Hintersinnig und witzig
Durch diese Ausstellung kann man nicht „mal eben so“ gehen. Nicht nur, weil nach langer Zeit mal wieder eine Fotoausstellung in der Städtischen Galerie Offenburg präsentiert wird. Sie ist nämlich eine Schau, die sich nicht auf den ersten Blick erschließt. Da muss man schon genauer schauen und vielleicht auch öfter. „Wunderland“ heißt die Ausstellung mit Fotografien von Frank Kunert, die heute, Freitag, 19 Uhr, eröffnet wird.
Kunert ist ein Meister der Irritation, der sinnlichen Täuschung. Ein großartiger Satiriker und Beobachter der Gesellschaft, des alltäglichen Lebens mit all seinen Tücken und Schönheiten. Seine Arbeiten sind „hintersinnig bis hinterhältig“, „kritisch, kommentierend und mit Augenzwinkern“, wie Kulturamtsleiterin Carmen Lötsch beim Presserundgang sagte. 2021 erhielt er als erster Fotograf den Heinrich-Zille-Karikaturenpreis, so Kuratorin Patricia Potrykus.
Die Ausstellung ist geschickt arrangiert, die Arbeiten sind thematisch in den acht Räumen und dem Flur der Galerie sortiert unter Oberbegriffen wie Reisen (Raum 1), Einsamkeit und Rückzug (Raum 2) oder Tod (Raum 5).
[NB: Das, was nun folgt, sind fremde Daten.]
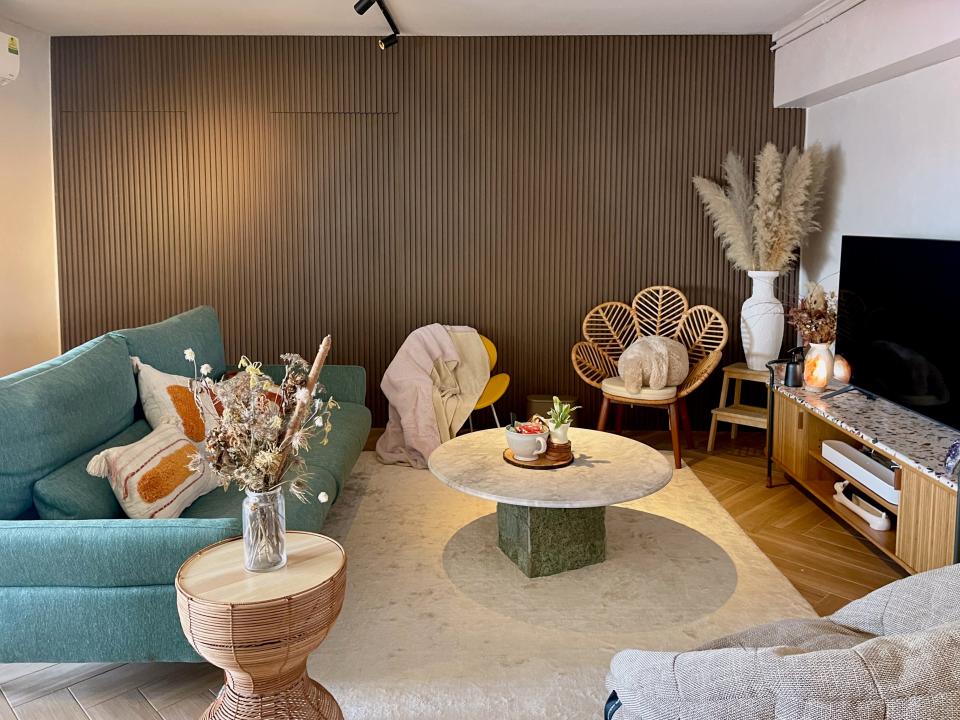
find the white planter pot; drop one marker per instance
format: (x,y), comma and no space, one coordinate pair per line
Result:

Die Titel der Arbeiten sind ein Teil der Inszenierungen – denn das sind die Fotografien von Frank Kunert. Er ist Modellbauer und Fotograf, setzt mit Bastelmaterialien aller Art seine Themen ins Bild, teils wörtlich, teils im übertragenen Sinne, teils pfiffig um die Ecke gedacht.
"Mich reizt das Morbide"
Kunert baut Illusionen, will mit Architektur Geschichten erzählen, wie er gegenüber der Mittelbadischen Presse sagte. Die Modelle, die er in detailreicher Kleinarbeit für seine Fotografien erstellt, seien „Grundlage und Beiwerk“. Seine Intention sei „ein Blick in die Gesellschaft, mit Humor, der den notwendigen Abstand zur Wirklichkeit ermögliche. Seine Orte sind oft in desolatem Zustand, „mich reizt das Morbide“, sagt Kunert. Menschen findet man keine, lediglich ihre Spuren. Er präsentiere, „wo Leben stattgefunden hat. Ich mag die Patina.“
Manche Bilder sind recht böse, zumindest wird nicht jeder Betrachter darüber lachen können. Etwa bei der „Niederkunft“, bei der ein dickes Rohr vom Schornstein durchs Dach über ein Kinderbett führt. Oder „Vorsicht Kinder“. Hier endet eine Kinderrutsche direkt über einer Schnellstraße. Witzig ist das „Babyphon“. Das Geschrei des Babys in der Wiege auf dem Balkon wird über Mikrofon an zwei große Lautsprecher weitergeleitet, die das ganze Viertel beschallen.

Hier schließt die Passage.